The failure to stop the London Bridge attack must act as a wake-up call
Coroner’s report lays bare missed opportunities for security services before the atrocity, Lizzie Dearden writes
A fresh report on alleged failings by intelligence services, police and public authorities ahead of the London Bridge attack will inspire little confidence.
Mark Lucraft QC, the chief coroner for England and Wales, said he was compelled by law to make a report demanding actions to prevent future deaths after hearing “concerning” evidence at inquests into the victims’ and attackers’ deaths.
They revealed how security services failed to spot that ringleader Khuram Butt was planning a terror attack, despite having him under surveillance for two years – for alleged terror plotting.
A known extremist associated with Anjem Choudary’s terrorist network, he was not arrested after appearing in a television documentary praying to an Isis flag or prosecuted for harassing a counter-extremism campaigner.
Butt was able to gain work on the London Underground while under investigation by MI5, teach children at an Islamic primary and work at a gym run by an alleged Islamist.
When police seized his electronic devices as part of an unrelated fraud investigation in October 2016, they found evidence he had viewed Isis propaganda and other extremist material but they did not attempt to prosecute him for it.

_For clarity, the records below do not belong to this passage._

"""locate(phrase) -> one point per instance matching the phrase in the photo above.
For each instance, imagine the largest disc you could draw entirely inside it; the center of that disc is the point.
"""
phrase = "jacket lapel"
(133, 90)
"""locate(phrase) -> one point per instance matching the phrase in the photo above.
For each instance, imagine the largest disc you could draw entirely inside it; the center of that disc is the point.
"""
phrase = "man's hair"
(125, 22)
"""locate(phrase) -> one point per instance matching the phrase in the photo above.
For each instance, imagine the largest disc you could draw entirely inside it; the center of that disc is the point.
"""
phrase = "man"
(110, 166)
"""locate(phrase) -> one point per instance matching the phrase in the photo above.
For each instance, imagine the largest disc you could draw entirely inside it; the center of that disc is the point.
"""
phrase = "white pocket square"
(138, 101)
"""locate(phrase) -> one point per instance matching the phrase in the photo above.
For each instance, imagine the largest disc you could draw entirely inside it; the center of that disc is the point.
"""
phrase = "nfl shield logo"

A police officer from Scotland Yard’s SO15 counterterror unit told the inquest that such “subjects of interest” often viewed such material without committing an attack, but that was little comfort to bereaved families.
Mr Lucraft raised particular concern over how the investigation into Butt was suspended twice, including just a month before the attack, and why he was initially graded as having “weak capability” to launch an attack.
Calling for a review of MI5’s assessment processes for potential lone actor terrorists, he questioned how capability could be judged in an age of increasingly fast-paced and low-technology terror plots.
The coroner was also highly critical of the failure to install barriers on London Bridge, even after it was flagged as a potential terror target by police and a consultancy firm.
Mr Lucraft said “excessively rigid” national guidelines meant the bridge could not be officially designated as a “crowded place” warranting protective security.
“In my opinion, there is a risk that future deaths could occur unless action is taken,” he concluded.
Overall, the report painted a picture of a chaotic and outdated response by security services to terror threats before the 2017 attacks.
A system that sought to judge “capability”, three years after Isis called for random global attacks using vehicles and knives, and wrongly viewed disassociation from real-world extremists as a sign of decreased risk.
An MI5 officer told the inquests investigations like those into Butt are suspended in times of high demand, so the service can concentrate on people thought to be a greater threat.
But the means of judging that threat must now being questioned at the highest levels.
After all, both Butt and the Manchester bomber Salman Abedi had been MI5 “subjects of interest” but were not prevented from launching their attacks.
The Westminster attacker, Khalid Masood, had been on the radar once but was not considered a threat and the other 2017 terrorists were completely unknown.
The fact that security services have foiled 22 terror plots since the Westminster attack in March 2017 signals that changes may have already been made, but as the UK terror threat remains at a “severe” level, there is no room for complacency.